# Number of views.



## Joker (Jan 24, 2002)

About that feature, does it mean that every time I click on it it adds another one on the counter or is it one of those things that goes by IP-adress or something like that?

Just wondering.

Tata.


----------



## Piratecat (Jan 24, 2002)

They aren't unique views. Every time you click on the thread, it increments the number of views by one.

Good question!

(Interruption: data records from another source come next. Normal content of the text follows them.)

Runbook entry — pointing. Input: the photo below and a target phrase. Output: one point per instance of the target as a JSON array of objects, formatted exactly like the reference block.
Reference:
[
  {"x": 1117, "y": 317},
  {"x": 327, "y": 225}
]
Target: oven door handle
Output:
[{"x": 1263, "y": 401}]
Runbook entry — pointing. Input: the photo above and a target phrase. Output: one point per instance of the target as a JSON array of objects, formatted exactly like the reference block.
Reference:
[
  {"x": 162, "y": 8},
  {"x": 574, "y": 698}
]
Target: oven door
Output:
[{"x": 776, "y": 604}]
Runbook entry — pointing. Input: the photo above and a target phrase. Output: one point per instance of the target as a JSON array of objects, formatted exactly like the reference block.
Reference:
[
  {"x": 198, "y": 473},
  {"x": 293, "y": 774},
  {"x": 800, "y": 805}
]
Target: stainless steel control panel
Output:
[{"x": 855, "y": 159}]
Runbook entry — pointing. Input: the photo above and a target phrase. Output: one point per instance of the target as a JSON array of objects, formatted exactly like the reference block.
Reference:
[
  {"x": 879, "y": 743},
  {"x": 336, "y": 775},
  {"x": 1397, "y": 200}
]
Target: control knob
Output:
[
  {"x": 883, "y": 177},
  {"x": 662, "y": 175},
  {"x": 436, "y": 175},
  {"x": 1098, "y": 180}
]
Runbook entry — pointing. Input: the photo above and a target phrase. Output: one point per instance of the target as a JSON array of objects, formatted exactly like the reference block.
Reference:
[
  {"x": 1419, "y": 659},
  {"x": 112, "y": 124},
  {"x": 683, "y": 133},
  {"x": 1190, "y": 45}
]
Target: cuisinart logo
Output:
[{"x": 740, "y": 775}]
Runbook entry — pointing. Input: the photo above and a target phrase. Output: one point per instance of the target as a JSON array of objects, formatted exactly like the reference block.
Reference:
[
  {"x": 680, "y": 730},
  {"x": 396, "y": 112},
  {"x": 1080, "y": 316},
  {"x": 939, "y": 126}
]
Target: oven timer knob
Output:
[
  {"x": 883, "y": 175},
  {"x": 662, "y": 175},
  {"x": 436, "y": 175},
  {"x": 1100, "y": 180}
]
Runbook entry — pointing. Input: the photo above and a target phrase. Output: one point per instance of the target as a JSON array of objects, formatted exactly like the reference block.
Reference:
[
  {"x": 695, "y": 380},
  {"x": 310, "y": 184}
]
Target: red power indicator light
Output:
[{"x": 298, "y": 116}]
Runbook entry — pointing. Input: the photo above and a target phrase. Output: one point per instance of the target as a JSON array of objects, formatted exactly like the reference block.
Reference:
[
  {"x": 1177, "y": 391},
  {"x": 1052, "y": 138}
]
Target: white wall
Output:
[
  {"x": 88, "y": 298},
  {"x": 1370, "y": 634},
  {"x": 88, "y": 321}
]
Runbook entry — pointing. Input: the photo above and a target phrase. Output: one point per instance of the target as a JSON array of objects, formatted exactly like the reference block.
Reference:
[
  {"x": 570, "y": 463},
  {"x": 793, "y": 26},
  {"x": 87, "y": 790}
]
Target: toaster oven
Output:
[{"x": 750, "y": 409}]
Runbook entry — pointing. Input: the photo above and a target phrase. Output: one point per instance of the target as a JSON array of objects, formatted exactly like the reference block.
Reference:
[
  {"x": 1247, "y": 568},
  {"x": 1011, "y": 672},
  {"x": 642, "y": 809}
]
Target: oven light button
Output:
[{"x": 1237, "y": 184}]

I had to experiment to find out.


----------



## Joker (Jan 24, 2002)

Excellent.  Now, when my DM and I start posting our story hour we'll just click it a couple thousand times to make it seem the most popular story hour in existence.  Haha.

Merci und Tata.


----------



## Darkness (Jan 24, 2002)

Joker said:
			
		

> *Excellent.  Now, when my DM and I start posting our story hour we'll just click it a couple thousand times to make it seem the most popular story hour in existence.  Haha.*



You could also _rate_ it, you know.


----------



## Joker (Jan 24, 2002)

Well it doesn't exist yet, but let's just give it a pre-emptive ten out of five .  Sounds good enough, doesn't it?

Tata.


----------



## Darkness (Jan 24, 2002)

Joker said:
			
		

> *Well it doesn't exist yet, but let's just give it a pre-emptive ten out of five .  Sounds good enough, doesn't it?
> 
> Tata. *



Barely...


----------



## graydoom (Jan 25, 2002)

Just set up a little script that continually refreshes a page . Instant most-viewed thread!

Let's see who can be the first to get a thread into the ten thousands... heh.


----------